Whatever you do, definitely choose a new setting. You’ve been unhappy with it for a long time, so I’m glad you have the opportunity to change that. Your husband should know by now that you love him no matter what, and he will get past whatever disappoint he may have now, in time.
Post # 11
I think you replacing the whole thing is ok as long as you both are ok with it,which it sounds like you guys are. Maybe you and your hubs can pick a setting you both like/love or custom design one together regardless of either stone you pick. As for the white gold going yellow-it’s deff body chemistry. The back of my WG rings all look slightly yellowed. My skin tends to lean on the basic side of the pH spectrum so I need products with acidity to balance it out.
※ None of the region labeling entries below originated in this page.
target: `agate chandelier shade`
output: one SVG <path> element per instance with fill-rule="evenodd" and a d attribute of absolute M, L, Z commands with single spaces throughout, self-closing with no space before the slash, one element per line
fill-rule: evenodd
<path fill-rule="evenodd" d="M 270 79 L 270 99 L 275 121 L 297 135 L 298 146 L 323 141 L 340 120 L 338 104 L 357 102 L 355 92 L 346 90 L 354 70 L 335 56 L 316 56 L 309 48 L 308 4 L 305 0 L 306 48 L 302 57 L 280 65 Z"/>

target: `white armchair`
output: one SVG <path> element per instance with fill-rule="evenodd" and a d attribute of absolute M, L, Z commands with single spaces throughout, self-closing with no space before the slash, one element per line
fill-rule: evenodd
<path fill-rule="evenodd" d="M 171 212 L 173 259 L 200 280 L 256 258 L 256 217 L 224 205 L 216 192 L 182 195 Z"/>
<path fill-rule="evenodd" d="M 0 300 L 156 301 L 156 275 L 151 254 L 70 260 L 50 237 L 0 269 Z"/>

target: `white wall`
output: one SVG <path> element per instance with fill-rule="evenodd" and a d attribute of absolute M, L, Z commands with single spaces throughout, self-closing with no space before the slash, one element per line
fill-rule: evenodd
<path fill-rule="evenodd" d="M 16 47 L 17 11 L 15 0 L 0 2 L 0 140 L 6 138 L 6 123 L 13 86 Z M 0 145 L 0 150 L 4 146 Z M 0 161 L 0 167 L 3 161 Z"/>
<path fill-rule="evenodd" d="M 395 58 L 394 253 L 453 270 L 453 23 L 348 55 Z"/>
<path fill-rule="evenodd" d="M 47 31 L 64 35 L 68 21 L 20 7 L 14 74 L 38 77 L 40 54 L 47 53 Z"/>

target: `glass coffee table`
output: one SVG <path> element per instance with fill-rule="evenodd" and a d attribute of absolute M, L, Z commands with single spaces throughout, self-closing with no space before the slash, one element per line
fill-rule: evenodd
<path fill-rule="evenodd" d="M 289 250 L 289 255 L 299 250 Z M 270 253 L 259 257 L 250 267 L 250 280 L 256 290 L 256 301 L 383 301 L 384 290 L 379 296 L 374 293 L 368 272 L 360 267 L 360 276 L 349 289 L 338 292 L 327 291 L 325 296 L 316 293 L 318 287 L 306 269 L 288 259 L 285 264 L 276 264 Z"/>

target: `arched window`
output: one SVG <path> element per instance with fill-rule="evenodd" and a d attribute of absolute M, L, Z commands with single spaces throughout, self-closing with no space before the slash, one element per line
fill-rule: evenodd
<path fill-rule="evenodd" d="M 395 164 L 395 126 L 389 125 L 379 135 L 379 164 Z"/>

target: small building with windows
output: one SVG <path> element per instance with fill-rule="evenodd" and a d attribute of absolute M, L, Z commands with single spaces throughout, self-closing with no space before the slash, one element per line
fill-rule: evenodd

Maybe the opposite is true for you if your WG is basically yellow-more acidic skin? (don’t take my word though) Either way I think going for platinum, palladium or unplated white gold (if you prefer a whiter but warmer gold) are good options. Let us see when it’s done either way 🙂
Post # 12
Maybe you could look at the sentimental value differently. Being able to upgrade your ring is an amazing thing after nine years of marriage. It shows success and growth in your marriage and lives. The original ring is sentimental in its own right, but I personally don’t think it should keep you from embracing something new – – especially since you didn’t really like the first ring.
Post # 13
I would just reset the original diamond in a new setting. Once you change settings and the diamond, that ring will never be your engagement ring and I am just way to sentimental for that. I can see how it would hurt your husband’s feelings too, it sounds like he was all for upgrading the setting because your original one yellowed so quickly but now he probably feels like nothing about your engagement ring was good enough for you. A 1ct diamond is not small by any means and an extra half carat would not be enough for me to feel guilty, hurt my husband’s feelings, and pay the difference between the stones.